TUESDAY, JULY 19, 2016 - 2:33 PM Engineering , All News

“As a nation we are moving toward a STEM economy”

Duggan Academy Computer Camp

Middle school students from John J. Duggan Academy in Springfield recently explored some engineering basics at a week-long summer program hosted by Dr. Neeraj Magotra, chair and associate professor of electrical engineering at Western New England University. Duggan Academy is an Expeditionary Learning through Social Justice Magnet school for students in grades 6 to 12, that emphasizes active learning, and teamwork. 

Engineering is one component of STEM (Science, Technology, Engineering, and Math), which can be used to create valuable changes in the realm of social justice, the theme on which Duggan Academy curriculum is often focused. This project-based program is designed and sponsored by Texas Instruments.

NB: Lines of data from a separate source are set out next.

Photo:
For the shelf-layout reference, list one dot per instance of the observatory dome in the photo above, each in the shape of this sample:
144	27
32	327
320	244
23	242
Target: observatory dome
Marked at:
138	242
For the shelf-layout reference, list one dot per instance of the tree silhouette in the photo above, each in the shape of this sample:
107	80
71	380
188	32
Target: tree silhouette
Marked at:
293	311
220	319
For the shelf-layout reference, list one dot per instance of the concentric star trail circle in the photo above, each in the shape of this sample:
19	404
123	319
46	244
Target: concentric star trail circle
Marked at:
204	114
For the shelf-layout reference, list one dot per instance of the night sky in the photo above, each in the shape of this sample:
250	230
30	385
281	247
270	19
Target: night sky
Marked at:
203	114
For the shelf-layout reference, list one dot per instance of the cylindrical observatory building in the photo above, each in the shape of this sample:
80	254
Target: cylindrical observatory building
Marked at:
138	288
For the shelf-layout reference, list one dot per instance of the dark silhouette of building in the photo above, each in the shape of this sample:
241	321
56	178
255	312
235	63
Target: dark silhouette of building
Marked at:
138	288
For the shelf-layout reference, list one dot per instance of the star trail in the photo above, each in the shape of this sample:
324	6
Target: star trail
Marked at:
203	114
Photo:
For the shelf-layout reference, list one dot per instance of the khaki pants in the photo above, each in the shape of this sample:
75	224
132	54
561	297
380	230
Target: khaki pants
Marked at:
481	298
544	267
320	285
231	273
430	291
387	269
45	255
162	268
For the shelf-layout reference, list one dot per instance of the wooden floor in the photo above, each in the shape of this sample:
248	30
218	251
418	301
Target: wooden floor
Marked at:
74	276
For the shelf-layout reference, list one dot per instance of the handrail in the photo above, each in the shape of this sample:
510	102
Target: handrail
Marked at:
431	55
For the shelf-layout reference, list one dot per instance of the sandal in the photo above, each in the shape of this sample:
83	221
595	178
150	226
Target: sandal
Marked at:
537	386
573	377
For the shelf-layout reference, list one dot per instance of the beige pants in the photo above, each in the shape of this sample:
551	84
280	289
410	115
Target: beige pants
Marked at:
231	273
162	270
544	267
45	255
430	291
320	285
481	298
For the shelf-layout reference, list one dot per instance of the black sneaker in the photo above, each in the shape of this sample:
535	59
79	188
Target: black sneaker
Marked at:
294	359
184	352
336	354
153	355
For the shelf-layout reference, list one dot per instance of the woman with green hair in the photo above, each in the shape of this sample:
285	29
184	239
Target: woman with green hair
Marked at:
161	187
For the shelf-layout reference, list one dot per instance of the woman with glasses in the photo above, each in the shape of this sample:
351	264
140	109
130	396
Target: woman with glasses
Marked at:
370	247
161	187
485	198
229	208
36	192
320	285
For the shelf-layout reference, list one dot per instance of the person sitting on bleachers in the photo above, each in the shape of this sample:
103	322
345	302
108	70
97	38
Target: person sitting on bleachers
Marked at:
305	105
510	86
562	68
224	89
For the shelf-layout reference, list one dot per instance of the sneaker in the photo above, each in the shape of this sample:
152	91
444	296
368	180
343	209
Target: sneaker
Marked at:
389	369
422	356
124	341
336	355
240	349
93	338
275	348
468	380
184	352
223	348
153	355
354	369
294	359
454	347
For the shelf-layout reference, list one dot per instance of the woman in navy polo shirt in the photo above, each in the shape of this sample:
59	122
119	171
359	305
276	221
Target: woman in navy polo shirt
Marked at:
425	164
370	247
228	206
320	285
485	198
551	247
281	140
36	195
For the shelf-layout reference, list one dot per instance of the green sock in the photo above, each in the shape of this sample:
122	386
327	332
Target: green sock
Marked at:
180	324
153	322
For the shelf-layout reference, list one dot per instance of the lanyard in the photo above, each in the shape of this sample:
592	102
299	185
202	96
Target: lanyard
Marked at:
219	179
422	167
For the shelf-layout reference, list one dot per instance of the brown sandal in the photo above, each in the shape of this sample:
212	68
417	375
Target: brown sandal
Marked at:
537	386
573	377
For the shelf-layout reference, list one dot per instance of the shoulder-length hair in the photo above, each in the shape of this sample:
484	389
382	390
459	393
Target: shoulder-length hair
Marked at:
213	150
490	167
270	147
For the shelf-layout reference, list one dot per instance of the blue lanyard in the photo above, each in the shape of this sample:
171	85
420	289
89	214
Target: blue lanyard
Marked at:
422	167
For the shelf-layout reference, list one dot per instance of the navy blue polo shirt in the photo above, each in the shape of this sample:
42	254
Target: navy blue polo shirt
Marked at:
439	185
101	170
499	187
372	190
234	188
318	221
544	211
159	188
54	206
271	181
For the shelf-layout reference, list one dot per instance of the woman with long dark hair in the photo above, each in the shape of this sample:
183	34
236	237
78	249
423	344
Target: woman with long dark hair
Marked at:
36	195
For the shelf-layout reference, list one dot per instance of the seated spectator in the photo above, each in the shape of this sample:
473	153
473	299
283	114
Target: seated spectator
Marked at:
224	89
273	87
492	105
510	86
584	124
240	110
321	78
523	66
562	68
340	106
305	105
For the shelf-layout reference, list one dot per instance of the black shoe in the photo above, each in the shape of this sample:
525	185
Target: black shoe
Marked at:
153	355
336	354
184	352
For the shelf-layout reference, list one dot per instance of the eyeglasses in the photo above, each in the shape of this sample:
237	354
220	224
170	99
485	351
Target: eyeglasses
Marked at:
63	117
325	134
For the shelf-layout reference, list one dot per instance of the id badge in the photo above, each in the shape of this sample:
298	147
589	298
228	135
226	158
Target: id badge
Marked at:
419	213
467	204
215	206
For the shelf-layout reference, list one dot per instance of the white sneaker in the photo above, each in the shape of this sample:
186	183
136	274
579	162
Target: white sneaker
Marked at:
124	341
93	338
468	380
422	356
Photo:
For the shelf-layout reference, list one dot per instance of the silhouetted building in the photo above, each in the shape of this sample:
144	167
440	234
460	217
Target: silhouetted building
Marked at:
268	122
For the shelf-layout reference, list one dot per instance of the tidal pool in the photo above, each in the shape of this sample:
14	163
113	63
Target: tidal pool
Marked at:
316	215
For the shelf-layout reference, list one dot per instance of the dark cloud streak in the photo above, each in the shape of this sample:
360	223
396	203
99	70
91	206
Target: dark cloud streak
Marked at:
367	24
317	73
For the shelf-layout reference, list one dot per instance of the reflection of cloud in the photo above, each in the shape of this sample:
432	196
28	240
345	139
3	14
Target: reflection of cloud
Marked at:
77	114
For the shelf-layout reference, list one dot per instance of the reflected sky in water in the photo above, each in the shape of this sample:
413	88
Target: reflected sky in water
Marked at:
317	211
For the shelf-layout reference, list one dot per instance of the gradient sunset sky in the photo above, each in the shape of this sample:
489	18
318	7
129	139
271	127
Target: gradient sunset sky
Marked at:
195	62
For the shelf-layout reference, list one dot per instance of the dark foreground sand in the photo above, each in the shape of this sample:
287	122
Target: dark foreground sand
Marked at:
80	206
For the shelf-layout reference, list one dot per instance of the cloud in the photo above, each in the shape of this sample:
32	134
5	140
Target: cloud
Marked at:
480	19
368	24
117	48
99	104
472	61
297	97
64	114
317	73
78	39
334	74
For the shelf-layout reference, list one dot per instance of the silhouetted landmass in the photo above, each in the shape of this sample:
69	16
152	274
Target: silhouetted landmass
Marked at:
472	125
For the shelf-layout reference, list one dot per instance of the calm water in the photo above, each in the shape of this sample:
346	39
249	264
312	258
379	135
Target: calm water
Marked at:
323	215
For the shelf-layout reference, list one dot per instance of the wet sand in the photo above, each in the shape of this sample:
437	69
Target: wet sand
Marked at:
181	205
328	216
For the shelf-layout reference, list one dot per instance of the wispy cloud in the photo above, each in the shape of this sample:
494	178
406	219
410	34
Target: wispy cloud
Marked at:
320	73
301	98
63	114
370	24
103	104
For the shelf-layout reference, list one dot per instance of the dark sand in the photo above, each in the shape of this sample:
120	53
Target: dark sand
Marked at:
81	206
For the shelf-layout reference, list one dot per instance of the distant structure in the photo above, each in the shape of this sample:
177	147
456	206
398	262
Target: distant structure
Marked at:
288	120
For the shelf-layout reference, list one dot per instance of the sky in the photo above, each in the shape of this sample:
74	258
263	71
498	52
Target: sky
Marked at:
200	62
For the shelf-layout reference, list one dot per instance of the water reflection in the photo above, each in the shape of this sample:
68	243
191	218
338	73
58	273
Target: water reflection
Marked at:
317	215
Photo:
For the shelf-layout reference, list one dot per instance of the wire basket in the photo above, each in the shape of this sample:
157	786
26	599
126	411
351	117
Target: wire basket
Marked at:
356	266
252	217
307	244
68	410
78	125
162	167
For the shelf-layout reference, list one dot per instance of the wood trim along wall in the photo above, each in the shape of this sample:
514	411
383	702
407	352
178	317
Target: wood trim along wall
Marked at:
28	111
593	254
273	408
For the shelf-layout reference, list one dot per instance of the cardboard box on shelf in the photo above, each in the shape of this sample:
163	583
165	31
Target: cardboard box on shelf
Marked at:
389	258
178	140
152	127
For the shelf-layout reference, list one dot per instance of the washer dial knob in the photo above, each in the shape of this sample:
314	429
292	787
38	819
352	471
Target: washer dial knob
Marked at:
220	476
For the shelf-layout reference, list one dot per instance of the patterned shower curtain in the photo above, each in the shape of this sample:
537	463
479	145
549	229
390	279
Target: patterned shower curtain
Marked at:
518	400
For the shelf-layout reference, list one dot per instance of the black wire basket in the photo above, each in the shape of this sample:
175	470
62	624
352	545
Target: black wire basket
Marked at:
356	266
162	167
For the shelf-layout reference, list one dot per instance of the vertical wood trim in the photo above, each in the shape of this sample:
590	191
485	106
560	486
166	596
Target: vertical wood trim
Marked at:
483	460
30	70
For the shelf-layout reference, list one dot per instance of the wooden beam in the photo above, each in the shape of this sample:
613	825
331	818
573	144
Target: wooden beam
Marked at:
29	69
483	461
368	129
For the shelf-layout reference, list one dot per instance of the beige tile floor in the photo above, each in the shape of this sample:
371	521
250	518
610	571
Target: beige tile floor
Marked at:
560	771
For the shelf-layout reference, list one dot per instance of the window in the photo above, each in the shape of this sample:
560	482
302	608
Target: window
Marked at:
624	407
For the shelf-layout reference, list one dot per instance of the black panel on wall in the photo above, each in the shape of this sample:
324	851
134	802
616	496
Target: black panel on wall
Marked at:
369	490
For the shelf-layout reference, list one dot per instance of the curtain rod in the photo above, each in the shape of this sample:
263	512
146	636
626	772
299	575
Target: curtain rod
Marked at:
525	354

“As a nation we are moving toward a STEM economy,” explained Dr. Neeraj Magotra. “We’ve discovered that the younger you start students down the STEM path, the better. There is still quite a disparity between men and women in engineering, and we now know that if you just start introducing these concepts earlier on, that the gender gap significantly decreases.” Dr. Magotra was pleased with the “good mix of boys and girls registered for his summer camp.” 

During the week, the students worked on operating a fan whose speed could be controlled by adjusting the code on the computer. “There are codes to make the fan work, like if you want to make it go counterclockwise or faster, there are codes to make it do that,” explained Tyshawn, a sixth grader.

Some student pairs decided to embellish their fan. “We’ve put in LED lights so that it lights up and moves at the same time,” said Elisha Whitaker, a sixth grader working with fellow sixth grader Asliyo Ali. (photo right)

“I might go into engineering in the future,” said an inspired Elijah Dailey, who worked with Jose Gonzalez, both sixth graders, and enjoyed the hands-on element of the camp. 

“Next summer, we’re going to do two week-long programs instead of just one because the word has spread among the students that this is pretty fun stuff,” said Dr. Magotra.